Putting religion in its global context (3): three premises of Religious Studies

The new school year has begun. I confess: remote (online) teaching is a lot more work than ‘normal’ teaching. That being said, I’m glad we started the year online where I work. It was the safe decision. It was the right decision.

It’s been a few weeks since I blogged about my course ‘Religion in Global Context’. I’m enjoy the semester thus far. I really like how the curriculum is unfolding. In my most recent post on the topic I mentioned how I’ll be introducing (and now have introduced) my students to some of the principles found in AAR‘s ‘Guidelines for Teaching About Religion in K-12 Public Schools in the United States’. That previous post looked at three reasons (premises) for why high school students should learn about religion. The follow-up lesson (in progress with my students) examines three premises for Religious Studies, or three premises for how Religious Studies should be teach.
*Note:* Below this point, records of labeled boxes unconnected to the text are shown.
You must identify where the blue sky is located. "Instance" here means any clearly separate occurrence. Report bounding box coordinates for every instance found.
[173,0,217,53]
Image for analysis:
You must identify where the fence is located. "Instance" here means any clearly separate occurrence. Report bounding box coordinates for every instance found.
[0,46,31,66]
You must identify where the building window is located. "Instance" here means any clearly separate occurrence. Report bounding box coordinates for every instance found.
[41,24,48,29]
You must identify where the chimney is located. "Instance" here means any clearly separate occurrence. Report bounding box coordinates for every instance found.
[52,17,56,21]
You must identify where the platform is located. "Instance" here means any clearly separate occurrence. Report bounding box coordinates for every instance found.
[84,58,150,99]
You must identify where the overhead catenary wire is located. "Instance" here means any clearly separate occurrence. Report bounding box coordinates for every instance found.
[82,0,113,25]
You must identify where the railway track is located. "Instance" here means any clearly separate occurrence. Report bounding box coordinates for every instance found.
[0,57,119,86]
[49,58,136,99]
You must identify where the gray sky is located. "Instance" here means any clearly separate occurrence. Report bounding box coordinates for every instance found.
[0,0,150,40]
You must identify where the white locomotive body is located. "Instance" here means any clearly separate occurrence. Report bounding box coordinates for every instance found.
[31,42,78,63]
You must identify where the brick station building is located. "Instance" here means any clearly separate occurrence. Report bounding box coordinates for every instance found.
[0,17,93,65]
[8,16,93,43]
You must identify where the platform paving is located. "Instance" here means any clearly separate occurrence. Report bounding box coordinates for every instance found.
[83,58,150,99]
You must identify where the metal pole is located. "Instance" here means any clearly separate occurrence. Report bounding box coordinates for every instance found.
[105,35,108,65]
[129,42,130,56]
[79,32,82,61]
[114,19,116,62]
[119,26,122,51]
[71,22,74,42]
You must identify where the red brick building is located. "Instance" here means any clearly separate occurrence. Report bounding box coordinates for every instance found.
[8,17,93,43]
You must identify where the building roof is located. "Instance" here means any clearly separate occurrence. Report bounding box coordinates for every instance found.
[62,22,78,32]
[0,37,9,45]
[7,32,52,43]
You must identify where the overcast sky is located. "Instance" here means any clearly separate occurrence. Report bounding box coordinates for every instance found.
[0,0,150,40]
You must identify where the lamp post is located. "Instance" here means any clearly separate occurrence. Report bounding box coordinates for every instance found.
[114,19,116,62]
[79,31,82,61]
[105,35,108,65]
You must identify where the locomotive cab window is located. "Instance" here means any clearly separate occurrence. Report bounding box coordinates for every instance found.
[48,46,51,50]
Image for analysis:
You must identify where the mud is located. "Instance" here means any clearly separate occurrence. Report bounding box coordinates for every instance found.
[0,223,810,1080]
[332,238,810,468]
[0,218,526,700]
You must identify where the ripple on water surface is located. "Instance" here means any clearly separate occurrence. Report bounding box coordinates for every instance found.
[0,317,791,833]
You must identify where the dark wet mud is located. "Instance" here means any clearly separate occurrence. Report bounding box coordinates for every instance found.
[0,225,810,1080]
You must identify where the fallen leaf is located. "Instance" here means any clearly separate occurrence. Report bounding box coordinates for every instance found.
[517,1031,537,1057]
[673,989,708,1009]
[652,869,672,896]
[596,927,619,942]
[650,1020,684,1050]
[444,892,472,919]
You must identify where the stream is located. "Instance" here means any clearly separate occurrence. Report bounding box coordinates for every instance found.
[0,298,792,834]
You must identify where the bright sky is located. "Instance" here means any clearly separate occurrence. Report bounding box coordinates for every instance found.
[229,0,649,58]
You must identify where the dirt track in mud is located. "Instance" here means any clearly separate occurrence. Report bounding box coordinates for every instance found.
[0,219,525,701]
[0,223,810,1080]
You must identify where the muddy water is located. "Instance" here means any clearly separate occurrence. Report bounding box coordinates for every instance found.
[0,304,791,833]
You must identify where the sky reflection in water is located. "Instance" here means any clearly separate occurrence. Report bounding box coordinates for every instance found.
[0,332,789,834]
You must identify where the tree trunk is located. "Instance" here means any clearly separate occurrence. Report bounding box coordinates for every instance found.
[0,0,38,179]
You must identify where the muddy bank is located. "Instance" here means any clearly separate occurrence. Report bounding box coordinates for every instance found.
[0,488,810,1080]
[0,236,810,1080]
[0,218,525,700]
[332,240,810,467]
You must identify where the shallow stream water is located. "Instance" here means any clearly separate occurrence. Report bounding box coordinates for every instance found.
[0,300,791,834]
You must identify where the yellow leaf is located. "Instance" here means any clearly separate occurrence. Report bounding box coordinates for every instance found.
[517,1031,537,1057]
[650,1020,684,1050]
Those premises are:

  1. Religions are Internally Diverse
  2. Religions are Dynamic
  3. Religions are Embedded in Culture

These principles are important for students to understand because they show/remind them that:

  1. If you’ve met one adherent of a religion you haven’t met them all.
  2. What you’ve heard in the media about a religious group should be taken with a grain of salt since not all members are alike.
  3. While it may be a ‘necessary lie’ to say things like ‘Christians believe…’ or ‘Muslims practice…’ (because you can’t spend all your time unpacking the caveats), it’s still an overgeneralization.
  4. No religion is static and unchanging, so it shouldn’t be surprising if you hear that some members of a religion are rethinking what others hold dear.
  5. While we may separate religion from ‘philosophy’ or ‘culture’ or ‘politics’ these are practical distinctions that don’t actually reflect how religious people live their lives.
  6. Buddhism in China may not look like Buddhism in California; Christianity in Brazil might not look like Christianity in Japan. Just as religion impacts culture; culture impacts religion.

I could go on but you get the point. What students need to know is that there’s no single, eternal definition of religion (speaking from the perspective of Religious Studies and not theology). It gives permission to students to learn about different religious groups and their claims without being preoccupied with whether or not they should be accepting or rejecting that religion’s truth-claims (they can do that later once they understand various religions in all their diversity).